IV. Histopathological manifestations
The causes of infertility due to varicocele have not been fully elucidated yet, but may be related to the following factors:
(1) Blood stagnation in the spermatic vein, which increases the local temperature of the testis and degenerates the spermatogenic tubules and affects spermatogenesis;
(2) Blood retention affects testicular circulation and CO2 accumulation in testicular tissues, which affects spermatogenesis;
(3) Blood from the left spermatic vein returns to the renal vein, and the metabolites secreted by the adrenal glands and kidneys, such as steroids, catecholamines and 5-hydroxytryptophan, can cause vasoconstriction, resulting in premature sperm shedding;
(4) Varicocele on the left side can affect the function of the right testis, because there are abundant traffic branches of the veins between the testes bilaterally, and the toxins in the blood of the left spermatic vein can affect the spermatogenesis of the right testis.
(5) Immunological factors of spermatic veins, testes and epididymis In recent years, studies have confirmed that infertility of varicocele is related to immunological factors Colomb et al. found the presence of anti-sperm antibodies (ASA) in peripheral blood and semen of infertile varicocele patients ASA enters the testes or epididymis and can interfere with the process of spermatogenesis and sperm maturation, resulting in a decrease in the number of sperm or adhesion to the sperm membrane causing morphological and functional abnormalities of sperm.
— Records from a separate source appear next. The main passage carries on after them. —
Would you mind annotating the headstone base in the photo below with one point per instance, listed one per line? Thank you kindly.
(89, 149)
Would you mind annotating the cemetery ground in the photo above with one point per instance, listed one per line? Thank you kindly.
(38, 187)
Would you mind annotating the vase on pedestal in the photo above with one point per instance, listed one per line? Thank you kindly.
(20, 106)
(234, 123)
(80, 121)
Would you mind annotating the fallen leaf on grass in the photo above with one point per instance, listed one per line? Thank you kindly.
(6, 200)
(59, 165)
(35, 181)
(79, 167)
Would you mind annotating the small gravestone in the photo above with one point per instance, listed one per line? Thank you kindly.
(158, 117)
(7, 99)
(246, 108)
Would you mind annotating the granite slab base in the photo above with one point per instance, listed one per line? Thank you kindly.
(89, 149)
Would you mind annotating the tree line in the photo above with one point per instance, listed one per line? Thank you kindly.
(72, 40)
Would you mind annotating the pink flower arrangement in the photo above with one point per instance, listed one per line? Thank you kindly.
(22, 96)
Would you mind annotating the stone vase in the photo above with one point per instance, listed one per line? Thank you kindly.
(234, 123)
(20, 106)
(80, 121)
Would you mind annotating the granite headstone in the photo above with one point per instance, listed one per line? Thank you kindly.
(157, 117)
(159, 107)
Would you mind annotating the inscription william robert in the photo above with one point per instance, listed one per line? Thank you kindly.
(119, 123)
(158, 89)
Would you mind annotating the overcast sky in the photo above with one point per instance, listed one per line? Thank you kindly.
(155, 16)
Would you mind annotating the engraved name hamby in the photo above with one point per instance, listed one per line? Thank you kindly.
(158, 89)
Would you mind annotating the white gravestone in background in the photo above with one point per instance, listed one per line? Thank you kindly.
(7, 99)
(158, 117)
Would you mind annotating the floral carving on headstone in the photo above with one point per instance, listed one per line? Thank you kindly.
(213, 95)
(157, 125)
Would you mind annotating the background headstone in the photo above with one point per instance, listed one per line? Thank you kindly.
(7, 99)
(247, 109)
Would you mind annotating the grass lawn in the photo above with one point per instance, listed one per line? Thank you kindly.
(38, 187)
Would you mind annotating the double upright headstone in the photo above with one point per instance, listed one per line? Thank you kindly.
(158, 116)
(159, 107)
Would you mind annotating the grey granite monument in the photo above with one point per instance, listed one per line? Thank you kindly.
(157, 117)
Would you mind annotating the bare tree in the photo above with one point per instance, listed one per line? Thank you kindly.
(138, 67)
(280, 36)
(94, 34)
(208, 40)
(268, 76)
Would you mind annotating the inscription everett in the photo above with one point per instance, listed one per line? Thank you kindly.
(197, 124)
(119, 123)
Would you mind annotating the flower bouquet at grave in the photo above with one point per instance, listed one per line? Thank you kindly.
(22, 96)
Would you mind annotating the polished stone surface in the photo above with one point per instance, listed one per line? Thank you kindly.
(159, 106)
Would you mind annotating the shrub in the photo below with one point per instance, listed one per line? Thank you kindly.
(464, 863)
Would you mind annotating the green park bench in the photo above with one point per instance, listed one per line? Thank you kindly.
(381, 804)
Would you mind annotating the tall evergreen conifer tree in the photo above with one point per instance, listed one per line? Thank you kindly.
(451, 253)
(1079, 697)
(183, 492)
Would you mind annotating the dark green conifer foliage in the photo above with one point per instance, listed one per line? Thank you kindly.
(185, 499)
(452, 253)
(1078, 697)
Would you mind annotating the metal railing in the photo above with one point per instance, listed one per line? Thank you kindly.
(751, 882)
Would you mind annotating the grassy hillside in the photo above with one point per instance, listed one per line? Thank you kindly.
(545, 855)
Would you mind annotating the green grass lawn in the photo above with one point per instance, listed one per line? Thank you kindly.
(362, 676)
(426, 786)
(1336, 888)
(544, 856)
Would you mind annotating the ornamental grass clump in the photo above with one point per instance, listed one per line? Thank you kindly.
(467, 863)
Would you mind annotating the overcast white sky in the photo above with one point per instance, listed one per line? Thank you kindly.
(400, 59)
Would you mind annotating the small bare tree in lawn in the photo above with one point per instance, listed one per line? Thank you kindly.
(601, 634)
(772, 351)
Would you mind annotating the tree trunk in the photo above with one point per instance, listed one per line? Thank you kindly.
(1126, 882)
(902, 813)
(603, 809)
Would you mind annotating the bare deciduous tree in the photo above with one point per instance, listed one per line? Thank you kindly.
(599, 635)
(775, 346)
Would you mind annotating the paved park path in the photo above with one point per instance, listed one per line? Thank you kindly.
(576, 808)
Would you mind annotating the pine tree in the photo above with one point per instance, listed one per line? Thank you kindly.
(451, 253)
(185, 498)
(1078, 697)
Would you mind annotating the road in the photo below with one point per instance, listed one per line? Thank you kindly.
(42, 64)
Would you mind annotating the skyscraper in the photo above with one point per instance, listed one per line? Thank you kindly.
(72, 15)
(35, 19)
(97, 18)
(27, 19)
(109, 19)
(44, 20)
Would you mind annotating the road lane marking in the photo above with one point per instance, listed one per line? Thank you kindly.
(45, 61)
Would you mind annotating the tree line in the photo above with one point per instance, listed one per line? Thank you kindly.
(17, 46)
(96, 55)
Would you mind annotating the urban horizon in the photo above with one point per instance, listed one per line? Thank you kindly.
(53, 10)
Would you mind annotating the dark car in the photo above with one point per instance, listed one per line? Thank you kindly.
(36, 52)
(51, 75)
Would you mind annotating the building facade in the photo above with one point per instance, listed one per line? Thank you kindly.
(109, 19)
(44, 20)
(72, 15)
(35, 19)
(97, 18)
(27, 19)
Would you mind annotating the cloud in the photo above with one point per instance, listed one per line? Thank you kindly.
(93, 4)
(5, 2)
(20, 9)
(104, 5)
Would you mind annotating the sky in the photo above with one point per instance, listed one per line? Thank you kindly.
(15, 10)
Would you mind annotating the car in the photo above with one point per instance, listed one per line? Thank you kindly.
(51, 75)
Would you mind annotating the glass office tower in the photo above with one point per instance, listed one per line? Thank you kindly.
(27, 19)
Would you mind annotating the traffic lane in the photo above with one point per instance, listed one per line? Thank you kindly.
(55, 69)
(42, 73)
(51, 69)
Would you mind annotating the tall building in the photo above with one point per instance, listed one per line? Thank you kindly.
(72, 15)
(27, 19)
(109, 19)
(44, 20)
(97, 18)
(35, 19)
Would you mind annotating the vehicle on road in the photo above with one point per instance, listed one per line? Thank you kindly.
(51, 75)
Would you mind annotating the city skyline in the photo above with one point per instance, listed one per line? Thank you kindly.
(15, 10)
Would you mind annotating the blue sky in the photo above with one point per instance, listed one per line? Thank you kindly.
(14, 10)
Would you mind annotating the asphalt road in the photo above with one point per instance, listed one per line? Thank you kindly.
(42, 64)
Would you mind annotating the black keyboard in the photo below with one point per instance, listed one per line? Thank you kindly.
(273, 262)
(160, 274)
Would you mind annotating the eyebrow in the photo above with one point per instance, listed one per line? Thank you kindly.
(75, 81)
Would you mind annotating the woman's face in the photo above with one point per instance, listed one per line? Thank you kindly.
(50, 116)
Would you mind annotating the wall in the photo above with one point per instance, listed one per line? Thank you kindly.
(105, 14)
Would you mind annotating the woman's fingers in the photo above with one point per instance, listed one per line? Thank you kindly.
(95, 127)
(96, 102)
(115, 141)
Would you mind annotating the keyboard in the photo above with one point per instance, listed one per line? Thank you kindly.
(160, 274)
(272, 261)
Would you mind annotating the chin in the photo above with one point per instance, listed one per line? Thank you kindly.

The ASA may interfere with the process of spermatogenesis and sperm maturation, resulting in a decrease in sperm count or adhesion to the sperm membrane causing morphological and functional abnormalities.
Histopathological changes in the internal spermatic veins are degeneration of the endothelial cells of the vessels, hyperplasia of the intima, hypertrophy of the mesothelium and smooth muscle of the valves, and severe mechanization of the valves, thus causing blood stagnation.
The pathological manifestations of testicular and epididymal injury are detachment of spermatogenic cells, interstitial edema, and small interstitial vascular lesions. Epididymal interstitial edema, epithelial cell degeneration, and disorderly arrangement of brush border on the surface of tubular epithelial cells.
V. Diagnostic format
In clinical practice, the complete diagnosis should include etiology (clinical typing), site, and grading, written with reference to the following format, for example: primary left-sided (right-sided, bilateral) varicocele of the spermatic cord (II°).